WASHINGTON (Reuters) - A North Carolina man pleaded guilty on Friday to opening fire in a Washington pizzeria that fake news reports claimed housed a child sex ring linked to 2016 Democratic presidential candidate Hillary Clinton.

A general view of the exterior of the Comet Ping Pong pizza restaurant in Washington, U.S. December 5, 2016. REUTERS/Jonathan Ernst

Edgar Welch, 28, of Salisbury, was accused of firing at least three shots from an AR-15 rifle inside the Comet Ping Pong pizzeria in December and pointing the gun at an employee after showing up to investigate the online conspiracy rumors. No one was hurt.

Welch pleaded guilty in U.S. District Court to a federal charge of interstate transportation of a firearm with intent to commit an offense and a local charge of assault with a dangerous weapon.

Welch, dressed in an orange prison jumpsuit, said little more than “Yes, ma’am” in response to questions from Judge Ketanji Brown Jackson. Asked what he wanted to do, he said, “Plead guilty.”

He could face up to two years in prison on the federal charge and a maximum five years for the assault charge. Jackson scheduled sentencing for June 22.

Welch also faces potential fines and must pay restitution for damage to a computer, door lock and a ping pong table at the restaurant.

A local firearms charge was dropped as part of Welch’s plea. He also carried a loaded .38-caliber revolver into the pizzeria, and police found a loaded shotgun in his car, according to court documents.

Welch told police he was investigating a bogus conspiracy theory known as “pizzagate.” Posts to social media sites such as Twitter, Facebook and the Reddit online message board falsely claimed Comet was the center of a child sex ring run by Clinton and her campaign chairman, John Podesta.

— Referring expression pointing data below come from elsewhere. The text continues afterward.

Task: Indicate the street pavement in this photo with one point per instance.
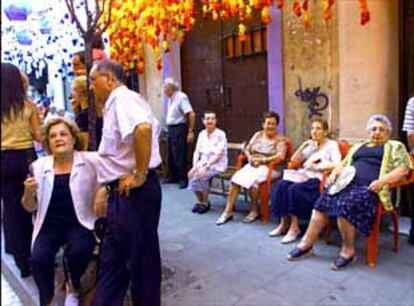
(8, 295)
(238, 264)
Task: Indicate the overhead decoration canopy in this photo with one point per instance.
(32, 36)
(158, 22)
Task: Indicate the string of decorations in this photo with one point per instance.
(152, 22)
(158, 22)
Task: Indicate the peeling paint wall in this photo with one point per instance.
(310, 59)
(369, 56)
(151, 84)
(310, 62)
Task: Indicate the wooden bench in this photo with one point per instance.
(233, 152)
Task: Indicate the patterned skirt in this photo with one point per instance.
(297, 199)
(355, 203)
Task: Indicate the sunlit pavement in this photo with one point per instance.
(8, 296)
(238, 264)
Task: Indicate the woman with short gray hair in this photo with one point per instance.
(378, 162)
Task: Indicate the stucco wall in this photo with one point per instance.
(311, 58)
(151, 84)
(368, 60)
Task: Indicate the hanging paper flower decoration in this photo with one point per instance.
(18, 10)
(327, 9)
(47, 35)
(306, 16)
(152, 22)
(24, 38)
(156, 23)
(365, 15)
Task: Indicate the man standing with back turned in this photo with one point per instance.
(408, 126)
(129, 151)
(180, 124)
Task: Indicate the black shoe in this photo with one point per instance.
(169, 180)
(204, 208)
(25, 272)
(411, 238)
(183, 184)
(297, 253)
(196, 207)
(340, 263)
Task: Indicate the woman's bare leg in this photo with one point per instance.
(348, 233)
(317, 223)
(231, 199)
(253, 193)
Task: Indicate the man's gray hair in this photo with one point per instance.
(381, 118)
(171, 82)
(112, 66)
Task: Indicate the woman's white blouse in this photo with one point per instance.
(83, 184)
(329, 153)
(208, 146)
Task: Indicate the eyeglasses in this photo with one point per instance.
(379, 129)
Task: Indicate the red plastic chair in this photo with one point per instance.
(264, 188)
(372, 240)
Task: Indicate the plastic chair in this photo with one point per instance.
(372, 241)
(264, 188)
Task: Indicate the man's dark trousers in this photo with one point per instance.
(131, 249)
(177, 151)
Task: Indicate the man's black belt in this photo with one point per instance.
(113, 185)
(176, 125)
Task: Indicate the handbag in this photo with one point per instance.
(344, 179)
(295, 176)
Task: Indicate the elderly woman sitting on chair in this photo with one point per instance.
(293, 199)
(265, 146)
(210, 158)
(62, 189)
(377, 162)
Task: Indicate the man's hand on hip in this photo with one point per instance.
(128, 182)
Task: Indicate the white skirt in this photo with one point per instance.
(250, 176)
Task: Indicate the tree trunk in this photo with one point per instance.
(91, 99)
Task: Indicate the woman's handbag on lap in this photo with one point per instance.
(344, 179)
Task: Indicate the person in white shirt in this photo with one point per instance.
(180, 131)
(408, 127)
(209, 159)
(62, 189)
(129, 154)
(291, 201)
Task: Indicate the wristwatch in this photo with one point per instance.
(139, 175)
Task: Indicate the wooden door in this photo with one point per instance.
(222, 74)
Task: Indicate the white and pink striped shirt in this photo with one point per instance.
(123, 111)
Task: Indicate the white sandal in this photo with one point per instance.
(224, 218)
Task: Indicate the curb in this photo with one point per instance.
(22, 287)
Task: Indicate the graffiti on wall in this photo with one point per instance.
(316, 101)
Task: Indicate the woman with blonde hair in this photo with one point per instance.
(20, 126)
(377, 163)
(63, 190)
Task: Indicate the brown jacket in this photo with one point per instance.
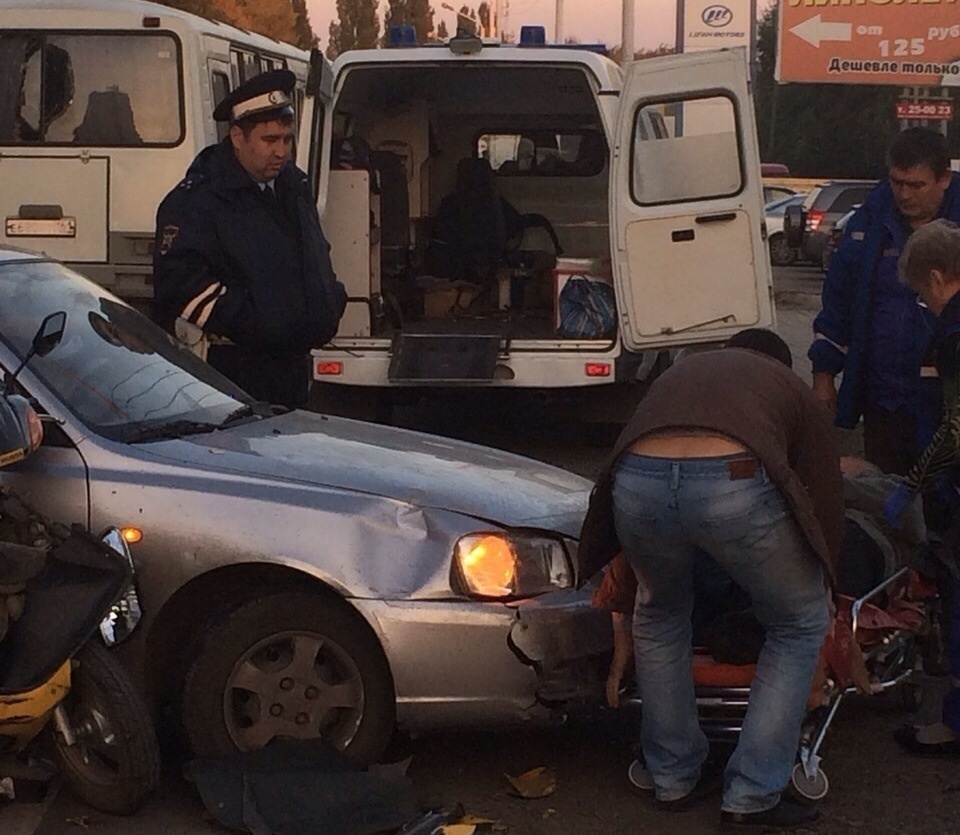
(758, 402)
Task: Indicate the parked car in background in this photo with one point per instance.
(781, 253)
(824, 206)
(774, 169)
(301, 575)
(833, 241)
(773, 192)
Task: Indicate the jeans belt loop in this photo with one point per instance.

The claims were part of a proliferation of false news reports during the U.S. presidential election campaign, often disseminated through websites purporting to be news outlets and quoting bogus sources.

Scott Talan, a communications professor at Washington’s American University, said Welch was an example of how mistrust of traditional news sources and of authorities’ ability to investigate suspected crimes could prompt vigilante-style behavior.

“For more and more people, the source (of news) doesn’t matter,” he said in a telephone interview.